Cleland Criticizes Bush, Backs Kerry in 2008
From St. Louis Today:
Former U.S. Sen. Max Cleland, D-Ga., energized and frightened Missouri Democrats Saturday as he laid out the stakes for the party and the country.
Cleland, who lost his seat in a nasty contest in 2002, had harsh words for the Bush administration.
“This crowd is leading this country into disaster,” Cleland said in his Saturday evening speech to about 550 people packed into the dining room of the Hannibal Inn.
“Working class Americans are being trickled on.
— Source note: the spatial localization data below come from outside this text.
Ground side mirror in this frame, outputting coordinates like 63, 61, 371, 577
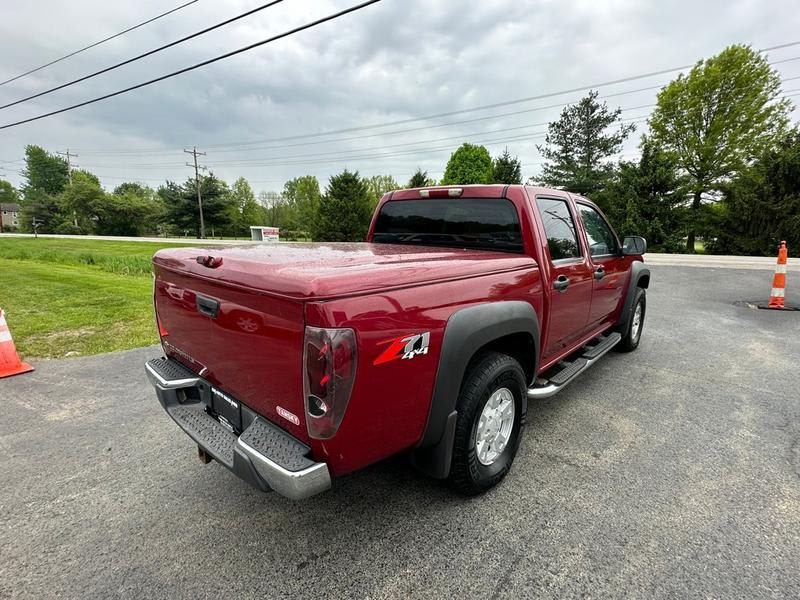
622, 236, 647, 255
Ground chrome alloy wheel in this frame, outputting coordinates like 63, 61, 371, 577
475, 387, 515, 466
631, 302, 643, 342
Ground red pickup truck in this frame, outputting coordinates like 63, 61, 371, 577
146, 184, 649, 499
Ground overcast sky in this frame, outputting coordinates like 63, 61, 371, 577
1, 0, 798, 195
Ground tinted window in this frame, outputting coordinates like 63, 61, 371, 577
577, 204, 619, 256
373, 199, 524, 253
536, 198, 581, 260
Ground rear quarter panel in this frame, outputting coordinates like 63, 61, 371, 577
305, 264, 543, 476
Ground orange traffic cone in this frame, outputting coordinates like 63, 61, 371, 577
767, 241, 788, 309
0, 308, 34, 379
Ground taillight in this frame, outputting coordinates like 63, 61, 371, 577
303, 327, 357, 439
419, 188, 462, 198
157, 315, 169, 338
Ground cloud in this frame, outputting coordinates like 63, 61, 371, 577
0, 0, 797, 193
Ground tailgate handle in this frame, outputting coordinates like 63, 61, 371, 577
196, 295, 220, 319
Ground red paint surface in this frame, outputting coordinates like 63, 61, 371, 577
153, 184, 642, 476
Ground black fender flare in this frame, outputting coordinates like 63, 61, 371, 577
411, 301, 540, 479
617, 261, 650, 333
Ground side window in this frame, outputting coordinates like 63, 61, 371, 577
535, 197, 581, 261
577, 204, 619, 256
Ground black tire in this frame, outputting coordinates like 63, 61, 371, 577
617, 287, 646, 352
448, 351, 526, 496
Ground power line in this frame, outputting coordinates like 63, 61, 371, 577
80, 84, 800, 170
0, 0, 383, 131
187, 44, 800, 147
79, 111, 652, 168
0, 0, 201, 88
0, 0, 288, 111
71, 53, 800, 157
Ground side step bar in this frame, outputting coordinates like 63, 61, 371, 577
527, 332, 621, 399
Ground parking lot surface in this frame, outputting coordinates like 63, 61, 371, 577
2, 265, 799, 599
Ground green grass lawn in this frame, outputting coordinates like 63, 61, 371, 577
0, 238, 215, 359
0, 237, 210, 277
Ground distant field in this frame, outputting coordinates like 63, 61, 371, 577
0, 237, 211, 359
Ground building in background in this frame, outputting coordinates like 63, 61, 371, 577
0, 203, 21, 230
250, 226, 280, 242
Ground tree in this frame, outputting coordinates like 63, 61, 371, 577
704, 130, 800, 256
20, 145, 69, 198
364, 174, 400, 207
18, 145, 69, 233
537, 91, 635, 195
283, 175, 321, 234
0, 180, 20, 204
259, 191, 288, 229
596, 139, 685, 252
492, 148, 522, 184
649, 44, 792, 251
55, 171, 107, 233
161, 174, 233, 238
408, 168, 436, 188
441, 143, 493, 184
100, 182, 165, 236
227, 177, 264, 236
314, 170, 372, 242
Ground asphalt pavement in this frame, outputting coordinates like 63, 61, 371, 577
2, 264, 799, 599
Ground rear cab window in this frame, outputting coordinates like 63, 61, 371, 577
372, 198, 524, 253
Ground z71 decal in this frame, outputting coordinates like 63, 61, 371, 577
374, 332, 431, 365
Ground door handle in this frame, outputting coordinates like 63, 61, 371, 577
553, 275, 570, 292
593, 267, 605, 281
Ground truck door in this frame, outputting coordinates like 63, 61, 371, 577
574, 201, 628, 328
534, 196, 594, 359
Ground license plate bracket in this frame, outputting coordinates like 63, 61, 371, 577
211, 387, 242, 432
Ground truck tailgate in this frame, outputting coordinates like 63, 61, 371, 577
153, 265, 309, 444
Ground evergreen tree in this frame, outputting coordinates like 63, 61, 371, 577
314, 170, 372, 242
596, 139, 684, 251
706, 130, 800, 256
537, 91, 635, 195
492, 148, 522, 184
408, 168, 436, 188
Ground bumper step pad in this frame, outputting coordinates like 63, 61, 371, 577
239, 418, 315, 472
169, 404, 236, 468
145, 357, 199, 389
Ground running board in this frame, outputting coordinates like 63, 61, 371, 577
527, 332, 622, 399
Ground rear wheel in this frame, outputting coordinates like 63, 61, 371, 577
617, 287, 646, 352
449, 351, 526, 496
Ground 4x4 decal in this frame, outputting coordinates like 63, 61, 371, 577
374, 332, 431, 365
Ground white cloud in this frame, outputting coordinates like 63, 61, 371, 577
0, 0, 798, 194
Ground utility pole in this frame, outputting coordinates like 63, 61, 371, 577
184, 146, 207, 239
0, 165, 5, 233
57, 149, 80, 227
56, 149, 78, 184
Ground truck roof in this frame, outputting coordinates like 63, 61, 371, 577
388, 184, 592, 203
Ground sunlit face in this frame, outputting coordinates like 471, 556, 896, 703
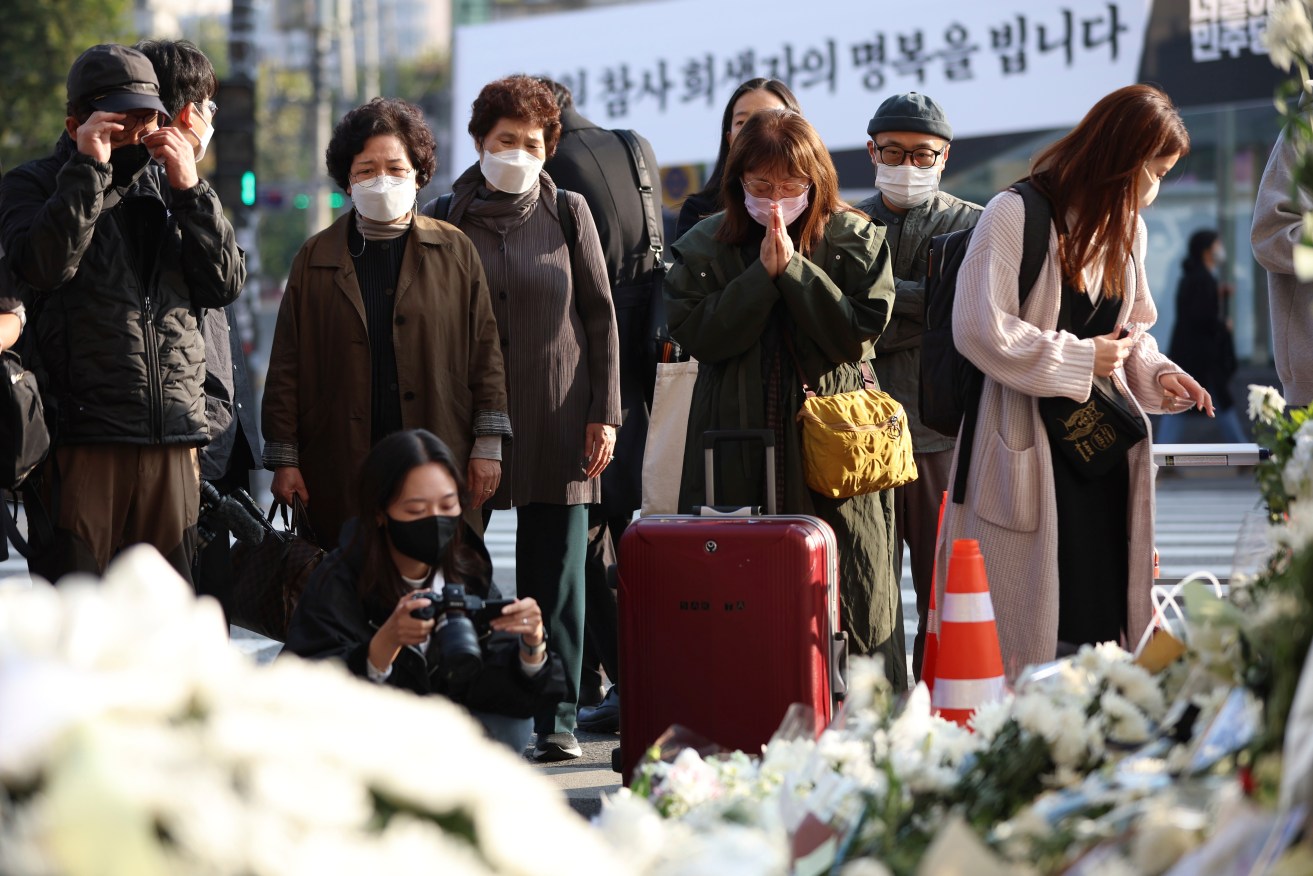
867, 130, 949, 175
347, 133, 417, 196
477, 117, 546, 160
742, 163, 811, 201
1138, 151, 1179, 209
728, 89, 787, 145
382, 462, 462, 525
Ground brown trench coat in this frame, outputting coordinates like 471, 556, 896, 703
262, 212, 508, 543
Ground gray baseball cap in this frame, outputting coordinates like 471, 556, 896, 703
866, 92, 952, 141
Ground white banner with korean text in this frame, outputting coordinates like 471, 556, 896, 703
453, 0, 1157, 167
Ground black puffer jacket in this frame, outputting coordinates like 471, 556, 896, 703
283, 523, 567, 718
0, 133, 245, 445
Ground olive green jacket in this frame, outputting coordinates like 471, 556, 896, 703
664, 209, 905, 676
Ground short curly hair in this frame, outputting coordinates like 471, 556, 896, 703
325, 97, 437, 191
467, 75, 561, 158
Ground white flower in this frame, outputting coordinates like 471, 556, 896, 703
1247, 384, 1287, 424
1100, 690, 1152, 745
967, 696, 1013, 742
839, 858, 894, 876
1105, 660, 1166, 721
1267, 0, 1313, 72
653, 749, 724, 817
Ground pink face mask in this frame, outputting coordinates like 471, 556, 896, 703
744, 190, 810, 227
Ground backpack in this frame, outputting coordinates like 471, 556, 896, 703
920, 180, 1052, 503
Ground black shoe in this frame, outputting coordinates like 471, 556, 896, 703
577, 686, 619, 733
534, 732, 582, 761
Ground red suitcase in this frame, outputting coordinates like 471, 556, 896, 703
616, 430, 847, 783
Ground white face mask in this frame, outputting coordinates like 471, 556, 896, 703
743, 190, 810, 227
876, 163, 939, 209
480, 148, 543, 195
190, 107, 214, 162
1139, 163, 1160, 209
1215, 245, 1227, 263
350, 175, 417, 222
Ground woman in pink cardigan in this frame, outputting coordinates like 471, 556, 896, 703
937, 85, 1213, 681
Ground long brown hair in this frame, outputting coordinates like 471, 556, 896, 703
1029, 84, 1189, 299
351, 429, 490, 612
716, 108, 855, 256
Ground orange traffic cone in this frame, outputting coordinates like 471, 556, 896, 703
922, 492, 947, 695
930, 538, 1006, 727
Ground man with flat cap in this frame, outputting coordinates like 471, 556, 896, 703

They’re not seeing any trickle down.’’
He also accused the administration of being corrupt and inept.
“If Harry Truman were alive right now, he’d put Halliburton and everyone associated with it in jail,’’ he said.
But Cleland, who lost three limbs in Vietnam, said he was most concerned about Iraq and the American troops there. He said that the administration has mishandled the war and turned it into another Vietnam — “there’s no strategy to win it; no strategy to end it.’’
“There’s only one man in the Bush administration with combat experience — Dick Cheney after he went duck hunting,’’ Cleland said.
Cleland added that he also was concerned about the integrity of the new voting systems, and questioned the accuracy of the Diebold systems in use in Georgia and Ohio. In Ohio in 2004, he asserted “there was a lot of funny business’’ with the voting systems, such putting too few machines in Democratic precincts.
“It’s insane for us to install democracy in Iraq when we don’t even have it in our own country.’’
In a brief interview afterwards, Cleland said he expected Sen. John Kerry to make another bid for the White House in 2008, and Cleland will back Kerry if he does.